The U.S. Senate Banking Committee has indefinitely postponed the highly anticipated markup of the Digital Asset Market Clarity Act, dealing a severe blow to the industry's hopes for comprehensive regulation in early 2026. The abrupt delay, announced Thursday morning by Committee Chairman Tim Scott (R-S.C.), follows a high-profile revolt by Coinbase CEO Brian Armstrong, who publicly withdrew support for the legislation just hours before the scheduled session.

Chairman Scott confirmed the postponement in a brief statement, citing the need for continued bipartisan negotiations. "I've spoken with leaders across the crypto industry, the financial sector, and my Democratic and Republican colleagues, and everyone remains at the table working in good faith," Scott said. However, the breakdown in consensus highlights a widening rift between lawmakers, the banking lobby, and major crypto incumbents over the future of US crypto regulation 2026.

Coinbase Pulls the Plug: "Worse Than the Status Quo"

The catalyst for the delay appears to be a late-night pivot by Coinbase, the largest cryptocurrency exchange in the United States. In a statement released late Wednesday, CEO Brian Armstrong declared that the company could not support the bill in its current form, arguing that recent revisions had rendered the legislation harmful to American innovation.

"After reviewing the Senate Banking draft text over the last 48 hours, Coinbase unfortunately can't support the bill as written," Armstrong wrote on X (formerly Twitter). He explicitly criticized provisions that would enact a de facto ban on tokenized equities and impose unworkable surveillance requirements on decentralized finance (DeFi) protocols.

Armstrong's opposition is significant. For months, Coinbase had been a vocal proponent of the Digital Asset Market Clarity Act, viewing it as a necessary framework to resolve the jurisdictional turf war between the SEC vs CFTC. His sudden reversal signals that the industry's patience with compromise has run out. "We'd rather have no bill than a bad bill," Armstrong added, warning that the proposed rules would be "materially worse than the current status quo."

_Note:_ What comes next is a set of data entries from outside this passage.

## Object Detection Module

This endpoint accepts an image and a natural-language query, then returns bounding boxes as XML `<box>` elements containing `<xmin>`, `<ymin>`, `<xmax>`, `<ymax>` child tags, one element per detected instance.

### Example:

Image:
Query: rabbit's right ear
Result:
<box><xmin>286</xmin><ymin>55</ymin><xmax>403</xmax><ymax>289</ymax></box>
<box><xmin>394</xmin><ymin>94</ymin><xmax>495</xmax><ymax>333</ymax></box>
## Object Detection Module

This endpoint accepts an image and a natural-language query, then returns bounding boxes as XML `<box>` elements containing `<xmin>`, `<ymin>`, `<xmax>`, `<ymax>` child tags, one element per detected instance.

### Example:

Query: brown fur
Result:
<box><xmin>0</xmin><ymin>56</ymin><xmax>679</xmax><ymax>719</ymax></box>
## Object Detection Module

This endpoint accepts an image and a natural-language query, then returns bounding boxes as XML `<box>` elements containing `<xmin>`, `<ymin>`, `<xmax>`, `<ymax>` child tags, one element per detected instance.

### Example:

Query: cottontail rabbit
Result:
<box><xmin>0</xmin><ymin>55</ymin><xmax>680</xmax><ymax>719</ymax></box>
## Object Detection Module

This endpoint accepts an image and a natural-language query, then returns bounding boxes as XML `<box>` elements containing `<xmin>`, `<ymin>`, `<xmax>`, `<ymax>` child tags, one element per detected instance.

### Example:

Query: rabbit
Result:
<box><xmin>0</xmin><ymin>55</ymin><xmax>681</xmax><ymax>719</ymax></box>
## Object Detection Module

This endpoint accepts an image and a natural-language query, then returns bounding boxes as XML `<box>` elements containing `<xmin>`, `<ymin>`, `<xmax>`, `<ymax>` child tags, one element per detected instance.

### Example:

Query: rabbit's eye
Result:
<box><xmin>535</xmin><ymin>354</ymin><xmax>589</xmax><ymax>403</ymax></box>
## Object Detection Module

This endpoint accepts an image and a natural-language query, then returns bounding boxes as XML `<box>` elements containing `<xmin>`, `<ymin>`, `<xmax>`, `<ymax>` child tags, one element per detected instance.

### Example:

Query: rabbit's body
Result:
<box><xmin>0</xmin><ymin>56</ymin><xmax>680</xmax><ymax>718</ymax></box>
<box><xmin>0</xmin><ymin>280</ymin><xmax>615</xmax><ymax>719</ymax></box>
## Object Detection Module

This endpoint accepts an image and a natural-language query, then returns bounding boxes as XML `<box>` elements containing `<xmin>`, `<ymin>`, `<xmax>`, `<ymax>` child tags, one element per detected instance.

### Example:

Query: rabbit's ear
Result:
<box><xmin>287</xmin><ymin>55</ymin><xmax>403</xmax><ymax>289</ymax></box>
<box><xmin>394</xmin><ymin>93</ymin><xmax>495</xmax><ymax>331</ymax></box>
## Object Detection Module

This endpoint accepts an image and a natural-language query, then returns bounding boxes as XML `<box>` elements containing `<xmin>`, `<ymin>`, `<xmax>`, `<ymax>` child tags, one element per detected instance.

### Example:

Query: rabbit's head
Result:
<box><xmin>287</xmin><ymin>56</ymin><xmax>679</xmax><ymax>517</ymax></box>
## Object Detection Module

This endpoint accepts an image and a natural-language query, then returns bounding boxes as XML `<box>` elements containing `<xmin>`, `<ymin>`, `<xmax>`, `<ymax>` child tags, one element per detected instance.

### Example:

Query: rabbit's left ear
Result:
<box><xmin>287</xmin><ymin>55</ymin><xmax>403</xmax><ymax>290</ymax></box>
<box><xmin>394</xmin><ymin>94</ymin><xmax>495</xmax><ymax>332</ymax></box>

The Stablecoin Rewards Ban Controversy

At the heart of the dispute is a contentious provision regarding stablecoins. The draft bill reportedly includes a strict stablecoin rewards ban, prohibiting issuers and exchanges from offering yield or interest solely for holding payment stablecoins. This measure has been aggressively lobbied for by the American Bankers Association (ABA), which argues that interest-bearing stablecoins pose a direct threat to traditional bank deposits.

Closing the "Genius Act" Loophole

The controversy stems from the "Genius Act," passed by Congress in 2025, which established a federal regulatory floor for payment stablecoins but left ambiguity regarding third-party rewards. Banks have urged the Senate Banking Committee to use the new market structure bill to close this perceived loophole. For Coinbase, which generates approximately $1.3 billion annually from stablecoin-related revenue and rewards programs involving USDC, such a ban represents an existential threat to its business model.

"Regulatory clarity that shrinks investor upside isn't progress," noted one industry analyst. "The banking lobby is trying to ringfence deposits by crippling the competitive advantage of digital dollars."

Deepening Divides in the Senate Banking Committee

While industry opposition grabbed the headlines, internal legislative friction also contributed to the delay. Senate Democrats have raised renewed concerns regarding consumer protections, echoing warnings from consumer advocacy groups that the bill might preempt stricter state-level regulations.

The postponement of the Banking Committee's markup has had a domino effect. The Senate Agriculture Committee, which was set to mark up a companion portion of the crypto market structure legislation, has also delayed its session until late January. This dual delay leaves the timeline for US crypto regulation 2026 in limbo.

Senator Cynthia Lummis (R-WY), a long-time advocate for the industry, expressed optimism that the pause would allow for necessary technical corrections. However, the path forward is narrowing. With the 2026 midterms approaching later this year, the window for passing complex financial legislation is closing rapidly.

What This Means for the Crypto Market

The market reaction was swift, with crypto assets seeing a minor sell-off following the news. Investors are now grappling with the reality that the regulatory clarity promised for years may be further off than anticipated. The Digital Asset Market Clarity Act was supposed to be the crowning achievement of this Congress, finally categorizing digital assets and setting clear rules of the road.

For now, the industry remains in a regulatory gray zone. The SEC vs CFTC jurisdiction battle will continue to play out in the courts rather than through statute. As negotiations resume behind closed doors, all eyes are on Chairman Scott and Brian Armstrong to see if a compromise can be salvaged from the wreckage of this week's scheduled markup.